Will the adoption of 5G change how we fly?

Size of the 5G market in the aviation industry will reach $4.2bn by 2026, up from $200m last year

preflight preparation of the aircraft for departure. Conceptual representation of the use of modern technology and artificial intelligence to prepare the aircraft without human intervention

With internet speed of up to 10 gigabits per second — more than 100 times faster than its predecessors — the fifth-generation (5G) wireless network will be a game-changer for the aviation sector, industry experts predict. The size of 5G market in global aviation industry is estimated to grow to $4.2 billion (Dh15.4bn) by 2026, up from just $200 million last year, according to aviation technology group Sita, based in Switzerland. Growing demand for a better flight experience, greater use  of connected devices and the need for fast internet connectivity at airports and on board aircraft are all expected to drive demand. The National looks at how 5G will disrupt the aviation industry in the coming years. 

What is driving demand?

The growth in air passenger traffic and travellers spending a lot of time at airports will propel the adoption of 5G by airports and flight operators.
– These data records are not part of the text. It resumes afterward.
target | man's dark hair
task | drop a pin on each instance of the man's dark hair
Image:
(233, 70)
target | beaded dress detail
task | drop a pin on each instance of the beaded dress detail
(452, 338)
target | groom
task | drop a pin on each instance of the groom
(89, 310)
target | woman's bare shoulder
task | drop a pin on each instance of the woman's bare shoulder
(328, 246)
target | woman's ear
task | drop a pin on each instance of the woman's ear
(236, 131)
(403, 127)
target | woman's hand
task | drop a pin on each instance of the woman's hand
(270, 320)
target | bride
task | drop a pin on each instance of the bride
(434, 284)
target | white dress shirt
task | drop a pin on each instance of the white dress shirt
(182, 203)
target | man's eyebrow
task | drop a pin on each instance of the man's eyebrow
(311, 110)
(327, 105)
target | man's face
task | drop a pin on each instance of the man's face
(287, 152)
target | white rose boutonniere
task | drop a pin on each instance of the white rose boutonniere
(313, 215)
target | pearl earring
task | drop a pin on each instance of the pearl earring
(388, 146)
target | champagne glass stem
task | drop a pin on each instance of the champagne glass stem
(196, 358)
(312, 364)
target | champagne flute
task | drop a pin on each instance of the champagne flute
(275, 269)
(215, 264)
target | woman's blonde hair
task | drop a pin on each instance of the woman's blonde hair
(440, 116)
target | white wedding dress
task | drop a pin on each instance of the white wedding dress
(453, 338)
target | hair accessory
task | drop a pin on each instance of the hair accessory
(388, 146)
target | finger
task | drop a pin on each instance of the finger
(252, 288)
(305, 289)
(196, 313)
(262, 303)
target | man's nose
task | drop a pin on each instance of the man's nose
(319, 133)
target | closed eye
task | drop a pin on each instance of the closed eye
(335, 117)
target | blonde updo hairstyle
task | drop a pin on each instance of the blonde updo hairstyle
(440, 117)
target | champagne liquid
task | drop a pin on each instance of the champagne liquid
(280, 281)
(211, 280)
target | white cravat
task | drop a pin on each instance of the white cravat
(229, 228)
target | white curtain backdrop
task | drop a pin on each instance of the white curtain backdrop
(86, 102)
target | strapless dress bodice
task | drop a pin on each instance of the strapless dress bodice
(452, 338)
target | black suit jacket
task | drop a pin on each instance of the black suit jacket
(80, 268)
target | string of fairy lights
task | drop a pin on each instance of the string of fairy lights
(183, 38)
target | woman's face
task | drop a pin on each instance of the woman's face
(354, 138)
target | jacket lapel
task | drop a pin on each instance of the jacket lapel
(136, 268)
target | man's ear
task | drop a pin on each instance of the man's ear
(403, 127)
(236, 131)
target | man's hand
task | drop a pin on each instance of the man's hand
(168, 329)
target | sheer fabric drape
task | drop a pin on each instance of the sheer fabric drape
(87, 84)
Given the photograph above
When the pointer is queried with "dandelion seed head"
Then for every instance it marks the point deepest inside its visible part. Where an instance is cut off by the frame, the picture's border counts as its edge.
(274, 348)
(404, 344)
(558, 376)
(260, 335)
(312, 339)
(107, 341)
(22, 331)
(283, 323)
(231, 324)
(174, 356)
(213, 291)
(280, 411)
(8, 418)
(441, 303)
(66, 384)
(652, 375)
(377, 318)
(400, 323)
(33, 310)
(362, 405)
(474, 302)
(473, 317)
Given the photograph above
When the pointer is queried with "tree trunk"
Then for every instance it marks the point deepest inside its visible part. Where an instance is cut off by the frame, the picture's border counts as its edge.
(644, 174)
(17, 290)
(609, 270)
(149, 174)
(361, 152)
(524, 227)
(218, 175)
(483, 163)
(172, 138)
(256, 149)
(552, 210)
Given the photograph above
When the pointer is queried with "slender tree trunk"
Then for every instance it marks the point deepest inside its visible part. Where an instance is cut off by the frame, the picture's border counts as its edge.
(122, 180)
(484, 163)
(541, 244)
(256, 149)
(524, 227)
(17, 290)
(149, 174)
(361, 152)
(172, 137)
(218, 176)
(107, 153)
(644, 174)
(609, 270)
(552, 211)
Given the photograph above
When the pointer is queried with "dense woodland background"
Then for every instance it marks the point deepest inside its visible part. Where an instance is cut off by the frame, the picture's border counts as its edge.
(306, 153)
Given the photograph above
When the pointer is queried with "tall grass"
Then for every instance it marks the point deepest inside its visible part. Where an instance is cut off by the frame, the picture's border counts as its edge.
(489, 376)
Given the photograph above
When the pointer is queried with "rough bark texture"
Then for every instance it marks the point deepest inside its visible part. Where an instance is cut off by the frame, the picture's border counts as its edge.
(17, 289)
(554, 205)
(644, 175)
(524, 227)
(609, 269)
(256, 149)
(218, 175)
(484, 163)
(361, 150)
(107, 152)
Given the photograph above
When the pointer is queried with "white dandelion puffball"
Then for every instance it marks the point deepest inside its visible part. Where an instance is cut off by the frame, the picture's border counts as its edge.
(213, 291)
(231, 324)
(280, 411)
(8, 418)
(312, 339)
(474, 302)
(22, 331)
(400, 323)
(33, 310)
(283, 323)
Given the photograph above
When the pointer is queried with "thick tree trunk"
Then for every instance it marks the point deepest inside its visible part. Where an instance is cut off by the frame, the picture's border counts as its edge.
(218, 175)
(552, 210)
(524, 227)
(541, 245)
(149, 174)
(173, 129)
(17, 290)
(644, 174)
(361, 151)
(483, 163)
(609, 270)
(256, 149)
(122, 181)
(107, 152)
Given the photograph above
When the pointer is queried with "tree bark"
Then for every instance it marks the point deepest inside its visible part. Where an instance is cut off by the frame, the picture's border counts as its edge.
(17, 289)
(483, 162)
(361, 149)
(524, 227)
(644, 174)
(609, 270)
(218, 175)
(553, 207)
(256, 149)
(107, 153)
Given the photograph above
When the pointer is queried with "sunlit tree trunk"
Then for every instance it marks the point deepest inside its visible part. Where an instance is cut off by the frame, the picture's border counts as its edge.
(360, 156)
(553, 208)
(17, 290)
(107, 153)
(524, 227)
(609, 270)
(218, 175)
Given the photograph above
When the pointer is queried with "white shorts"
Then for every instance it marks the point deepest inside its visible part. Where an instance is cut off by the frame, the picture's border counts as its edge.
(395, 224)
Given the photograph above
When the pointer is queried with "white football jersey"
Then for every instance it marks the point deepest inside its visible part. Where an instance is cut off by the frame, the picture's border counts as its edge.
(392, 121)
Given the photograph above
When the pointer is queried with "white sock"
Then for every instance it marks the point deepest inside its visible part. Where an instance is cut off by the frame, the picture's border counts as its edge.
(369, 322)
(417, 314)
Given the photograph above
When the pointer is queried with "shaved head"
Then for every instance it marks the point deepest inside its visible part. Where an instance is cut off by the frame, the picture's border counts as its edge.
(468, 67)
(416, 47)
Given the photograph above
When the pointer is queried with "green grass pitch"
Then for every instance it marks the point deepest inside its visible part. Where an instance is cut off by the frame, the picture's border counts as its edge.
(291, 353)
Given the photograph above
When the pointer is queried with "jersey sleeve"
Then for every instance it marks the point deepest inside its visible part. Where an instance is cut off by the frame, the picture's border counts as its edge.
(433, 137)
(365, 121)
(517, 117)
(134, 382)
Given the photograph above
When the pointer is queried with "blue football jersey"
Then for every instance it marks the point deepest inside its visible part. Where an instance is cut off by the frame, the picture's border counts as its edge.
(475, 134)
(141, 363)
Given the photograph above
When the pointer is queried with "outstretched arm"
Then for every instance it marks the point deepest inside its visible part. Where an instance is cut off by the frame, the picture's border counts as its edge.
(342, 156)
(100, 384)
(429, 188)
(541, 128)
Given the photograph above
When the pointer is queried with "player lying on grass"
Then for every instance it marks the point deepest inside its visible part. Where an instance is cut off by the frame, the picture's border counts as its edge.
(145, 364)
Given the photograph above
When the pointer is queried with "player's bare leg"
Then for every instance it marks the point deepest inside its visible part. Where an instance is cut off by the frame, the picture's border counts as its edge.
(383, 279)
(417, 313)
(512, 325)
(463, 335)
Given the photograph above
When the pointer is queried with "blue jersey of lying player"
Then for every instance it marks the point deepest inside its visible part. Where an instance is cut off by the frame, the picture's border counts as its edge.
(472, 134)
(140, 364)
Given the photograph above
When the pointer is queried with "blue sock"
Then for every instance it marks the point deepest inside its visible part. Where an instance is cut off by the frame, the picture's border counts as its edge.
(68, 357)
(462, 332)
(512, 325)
Passengers usually spend an average of three hours at airports and this can go as high as four hours when they have connecting flights, according to a survey by Dufry, a Swiss travel retailer. The lack of availability of strong internet connectivity is a common complaint among travellers, but the high speed and long-range capabilities of 5G are expected to address this issue.

What about the costs?

The cost of 5G is high as operators need to change their entire infrastructure. For example, 4G connectivity is provided through a low-band spectrum ranging between 5 megahertz to 10MHz. Whereas a 5G network requires spectrum bands with a width greater than 200MHz. The level of investment required for this roll-out is one of the major challenges of 5G adoption in aviation, according to a report syndicated by Markets and Markets. In an analysis of one European country, consultancy McKinsey predicted that network-related capital expenditure for 5G would have to increase 60 per cent from 2020 to 2025, roughly doubling total cost of ownership to a network operator during that period. These costs are likely to be passed on to consumers.

How will 5G improve airport connectivity?

Currently, 4G technology can manage abpit 10,000 devices in each square kilometre but a 5G network can manage a million. A widespread adoption of the Internet of Things, connecting hundreds of devices at airports, brings about the inherent need to adopt 5G. “We are already using 4G for IoT applications used in biometric passenger processing such as smart path and baggage management, and the uptake of 5G will provide many more opportunities,” said Gilles Bloch-Morhange, vice president of Sita. “5G is already enhancing our existing applications at airports … communications, operations, baggage management and passenger processing.”

What problems can 5G solve at airports?

Artificial intelligence-backed technology will solve major pain points, according to Sita. For example, biometrically matching passengers to their bags will be simple. AI-assisted computer vision will continually scan boarding gate areas and predict capacity issues for hand luggage on flights, enabling staff to plan accordingly before boarding. 

And how will it help airline operators?

5G will allow next-generation aircraft to exchange vast amounts of data around the airport and at the gate. “The fast transmission and the timely analysis of aircraft data will enable pro-active maintenance, quicker aircraft turn-around, more on-time departures and an improved customer experience,” said Sita.